De staatssecretaris heeft in de brief van 23 oktober 2020 aangegeven dat uit de ter beschikking staande systemen volgt dat eiser nimmer een asielstatus verleend heeft gekregen. Eiser is sinds 2001 in het bezit van een reguliere vergunning voor onbepaalde tijd. Nu eiser in het bezit is van een reguliere verblijfsstatus mag van hem worden verwacht dat hij voldoet aan het paspoortvereiste. Een beroep op bewijsnood kan niet slagen.

Eiser heeft in de brief van 7 januari 2021 aangegeven dat hij zeker weet dat hij een asielstatus heeft ontvangen. Hij heeft zich tot meerdere gerechtelijke instanties gewend met het verzoek zijn oude dossier op te vragen. Eiser geeft aan dat hij zich wil richten tot het Nationale Archief.

In de brief van 11 januari 2021 heeft de staatssecretaris benadrukt dat eiser een reguliere verblijfsvergunning is verleend op grond van het zogeheten drie-jarenbeleid. Het door eiser destijds aangespannen beroep tegen de asielprocedure is door de toenmalige gemachtigde van eiser ingetrokken.

Eiser heeft in de brief van 29 januari 2021 aangegeven dat hij door het Nationaal Archief is doorverwezen naar de archivaris van het IND.

In de brief van 12 juli 2021 heeft eiser een beroep gedaan op de beleidswijziging waarbij vergunninghouders die onder de pardonregeling uit 2007 vielen (de Regeling Afwikkeling Nalatenschap Oude Vreemdelingenwet, de zogeheten RANOV-vergunninghouders) worden vrijgesteld van de documenteis bij een verzoek om naturalisatie.

De staatssecretaris heeft in de brief van 11 oktober 2021 gereageerd en aangegeven dat eiser niet in het bezit is gesteld van een RANOV-vergunning.
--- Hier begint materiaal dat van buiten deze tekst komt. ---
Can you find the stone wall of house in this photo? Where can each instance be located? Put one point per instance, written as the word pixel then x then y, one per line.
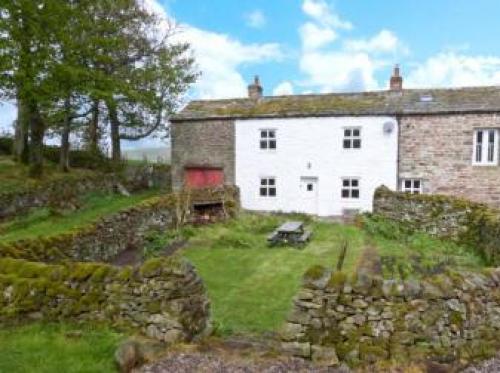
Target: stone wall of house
pixel 203 144
pixel 460 220
pixel 65 191
pixel 364 320
pixel 438 150
pixel 164 298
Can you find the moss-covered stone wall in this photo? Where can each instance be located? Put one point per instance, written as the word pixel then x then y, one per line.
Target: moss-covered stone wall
pixel 104 240
pixel 460 220
pixel 454 316
pixel 98 242
pixel 64 190
pixel 164 298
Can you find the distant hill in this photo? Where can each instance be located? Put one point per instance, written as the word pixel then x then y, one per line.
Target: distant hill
pixel 161 154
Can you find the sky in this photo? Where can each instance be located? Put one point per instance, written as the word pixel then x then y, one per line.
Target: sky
pixel 317 46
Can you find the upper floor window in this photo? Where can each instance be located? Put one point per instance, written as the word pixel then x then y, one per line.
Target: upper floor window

Hem is een verblijfsvergunning op grond van het driejarenbeleid verleend.

De rechtbank heeft het onderzoek op 8 december 2021 gesloten.

Het geschil

2. Ter beoordeling aan de rechtbank ligt de vraag voor of de staatssecretaris het verzoek van eiser om naturalisatie op goede gronden heeft afgewezen.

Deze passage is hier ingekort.